Na opinião pública portuguesa, cristalizou-se o consenso de que o modelo adequado para a economia passaria pela orientação da produção nacional para bens transacionáveis, visando a sua exportação. Esta opção tem sido encarada como a panaceia para todos os problemas, nomeadamente por fomentar o aumento da competitividade e assim da produtividade das empresas.

O desenvolvimento recente e acentuado do turismo é um dos expoentes deste paradigma e, e em abono da verdade, foi, até à crise da Covid-19, um vetor importante da recuperação económica, atenuando os efeitos da crise financeira e sobretudo das posteriores medidas recessivas.

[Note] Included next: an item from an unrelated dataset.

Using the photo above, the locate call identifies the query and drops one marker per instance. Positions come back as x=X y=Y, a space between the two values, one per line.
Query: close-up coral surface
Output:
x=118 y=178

A primazia da orientação para a procura externa tem, no entanto, resultado em custos económicos e sociais não negligenciáveis, cuja manifestação mais evidente é a estagnação relativa dos salários em prol da competitividade, frequentemente em setores mão-de-obra intensivos e de baixo valor acrescentado.  E competitividade não é necessariamente sinónimo de produtividade.

Recuando às décadas de 1950 e 1960, o pensamento de referência preconizava a proteção da produção interna com o objetivo de atingir autonomia face ao exterior – a substituição de importações. Através de barreiras à entrada de mercadorias como tarifas alfandegárias e quotas à importação, num certo renascimento das práticas mercantilistas, defendia-se a chamada indústria nascente do país, resolvendo de uma assentada o problema da dependência externa. Uma moeda fraca, por encarecer as importações, produziria o mesmo tipo de efeito.

A industrialização do Brasil é um protótipo da aplicação deste modelo, tendo as restrições à entrada de produtos externos sido mantidas até à atualidade. O desenvolvimento e industrialização de Espanha no período da peseta fraca é também fruto do mesmo modelo. Uma parte do sucesso desta estratégia resultou da extensão dos seus mercados internos que asseguravam um nível de procura suficiente para alimentar a máquina produtiva a proteger.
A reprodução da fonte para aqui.